In in order DFS algorithm we do the following:

• Create a variable to store the values of the visited nodes

• Store the root of the tree in a variable

• Write a helper function that accepts a node as parameter

• If the node has a left property, call helper function with left node as parameter

• Push the value of the node to the variable that stores values

• If the node has a right property, call helper function with left node as parameter

• Call the helper function with the current node as parameter

pseudocode:

function inOrderDFS(node):
    if node is not null:
        // Traverse left subtree
        inOrderDFS(node.left)
        
        // Visit current node
        visit(node)
        
        // Traverse right subtree
        inOrderDFS(node.right)

A possible implementation could be the following:

class Node {
    constructor(value){
        this.value = value;
        this.left = null;
        this.right = null;
    }
}

class BinarySearchTree {
    constructor(){
        this.root = null;
    }
    insert(value){
        var newNode = new Node(value);
        if(this.root === null){
            this.root = newNode;
            return this;
        }
        var current = this.root;
        while(true){
            if(value === current.value) return undefined;
            if(value < current.value){
                if(current.left === null){
                    current.left = newNode;
                    return this;
                }
                current = current.left;
            } else {
                if(current.right === null){
                    current.right = newNode;
                    return this;
                } 
                current = current.right;
            }
        }
    }

    DFSInOrder(){
        var data = [];
        function traverse(node){
            if(node.left) traverse(node.left);
            data.push(node.value);
            if(node.right) traverse(node.right);
        }
        traverse(this.root);
        return data;
    }
}


var tree = new BinarySearchTree()
tree.insert(10)
tree.insert(6)
tree.insert(15)
tree.insert(3)
tree.insert(8)
tree.insert(20)

console.log(tree.DFSInOrder()) // [ 3, 6, 8, 10, 15, 20 ]

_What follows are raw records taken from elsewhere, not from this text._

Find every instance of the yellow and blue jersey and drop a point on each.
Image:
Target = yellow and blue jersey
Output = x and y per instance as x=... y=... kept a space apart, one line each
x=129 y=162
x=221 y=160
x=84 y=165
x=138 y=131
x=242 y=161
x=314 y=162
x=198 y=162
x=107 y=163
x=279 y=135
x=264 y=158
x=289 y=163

As you probably noticed, pre order, post order, and in order implementations are all very similar and we just change the order of how nodes are visited.

The traversal result we get to is quite different with each implementation and sometimes one might come in handy more than others.

Regarding when to use BFS or DFS, as I said it depends on how our data structure is organized.

Generally speaking, if we have a very wide tree or graph (meaning there are lots of sibling nodes that stand on the same level), we should prioritize DFS.

And if we're dealing with a very large tree or graph that has very long branches, we should prioritize BFS.

The time complexity of both algorithms is the same, as we're always visiting each node just once.

But space complexity can be different depending on how many nodes have to be stored in memory for each implementation.

So the fewer nodes we have to keep track of, the better.